Final Poster

Analyzing Sentiment in IMDB Movie Reviews

Disclaimer

You must install pandas, nltk, and beautifulsoup (pip3 install pandas, pip3 install nltk, and pip3 install bs4) in order to run our project.

Introduction

Sentiment analysis applies natural language processing (NLP) to determine the affect of text documents. It is particularly useful for determining how well emotion is conveyed via text, which is applicable for authors who want readers to empathize with their experiences (eg. reviewers). Because our group is interested in NLP and enjoys watching films, we decided to base our final project on a paper that studies sentiment analysis of movie reviews. We are also interested in the way that films of similar genre are analyzed, and if there is a pattern there. For our final project, we use binary classification to map movie reviews to a positive or negative sentiment, using a dataset of 50,000 IMDB movie reviews for training and testing. It is possible to use two methods -- bag of words and word2vec -- to clean up and convert the movie reviews into vectors. We compare these models (bag of words and word2vec) – using different classifiers (random forest vs SVM) and feature mappings (averaging vs clustering) to compare their accuracies on the same dataset.

Related Work

Our project was based on this Stanford paper. The study compares different NLP models with various classifiers to examine the accuracy of sentiment analysis on movie reviews. Results showed that the word2vec model with averaging feature mapping and a logistic regression classifier was the most accurate (86.6%), although most models hovered at around 84-85% accuracy. Although sentiment analysis in any context poses an interesting problem, we decided to choose this paper because it is particularly interesting in the context of movie reviews, since horror/rom-com movies are usually described using inherently positive/negative words (eg. "scary," "gory," "love," "happy").

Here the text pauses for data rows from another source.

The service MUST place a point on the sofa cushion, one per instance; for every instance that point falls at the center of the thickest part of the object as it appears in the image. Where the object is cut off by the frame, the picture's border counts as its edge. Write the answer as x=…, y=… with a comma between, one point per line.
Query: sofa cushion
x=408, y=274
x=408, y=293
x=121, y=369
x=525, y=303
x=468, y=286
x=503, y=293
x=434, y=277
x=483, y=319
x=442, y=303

One related paper is this article on sentiment analysis of tweets. It presents an interesting issue because tweets are limited to 140 characters, which may result in different results from sentiment analysis of regular text. Additionally, tweets have different sentence structures from academic texts and websites because of commonly-used slang and acronyms, which means training datasets must also include slang and acronyms.

Here is a running list of publicly available implementations: Sentiment Analysis of Movie Reviews Movie Review Sentiment Analysis EDA and Models

Data

We will be using the IMDB Dataset of 50K Movie Reviews to train our binary classification model, which labels reviews as either a positive or negative sentiment. As described in the paper, we will clean up the data during preprocessing to remove stop words, tags, irrelevant punctuation, and convert words to lowercase as needed.

Methodology

Model

Because we are implementing binary classification, we will implement two different models with two different feature vector mappings to compare the models’ accuracies on the same IMDB dataset. First, we will use the preprocessed data to generate feature vectors using both bag of words and word2vec. Then, for word2vec, we will map the feature vectors to movie reviews by either (1) averaging the word vectors of all words in a review, or (2) clustering similar words together to find the differences between clusters. Once we’ve generated all feature vectors and mapped them to movie reviews, we will implement different classifiers – namely random forest and SVM – to compare different combinations of models, mappings, and classifiers.

Training/Testing

The model will be trained on the IMDB Dataset with 25,000 training data points, and we will test the model on the IMDB Dataset with 25,000 test data points. We plan to test the following four model-classification combinations: Bag of words + random forest Bag of words + SVM Word2vec + averaging + random forest Word2vec + clustering + random forest After training and testing the four combinations, we will compute the accuracy of each test set and compare the accuracies across models.

Metrics

We plan to separate out the dataset that we found into two sections: one for training and one for testing. The dataset comes with reviews categorized into one of two sentiments; positive or negative. We will begin by training our model on half of the data and then seeing how the sentiment matches up. Because we are solving a problem of binary classification, our accuracy measure will be fairly simple. We can simply look at the percentage of examples in our training data that are matched to the correct label. The authors of the paper also used this accuracy measure when computing the accuracy of their model.

As we expand our project into our reach goal (predicting the number of stars that a review received), the accuracy measure will get a bit more complicated. We will take a measure of how close the rating is (exactly the correct number of stars, one star off, two stars off, etc) and will use that to compute how accurate our model is.

Goals

Base: We would like to create a bag of words model that can successfully analyze the sentiment in movie reviews on IMDB.

Target: We hope to expand to a bag of words and word-2-vec model that is able to analyze the sentiment of movie reviews from IMDB with at least 75% accuracy.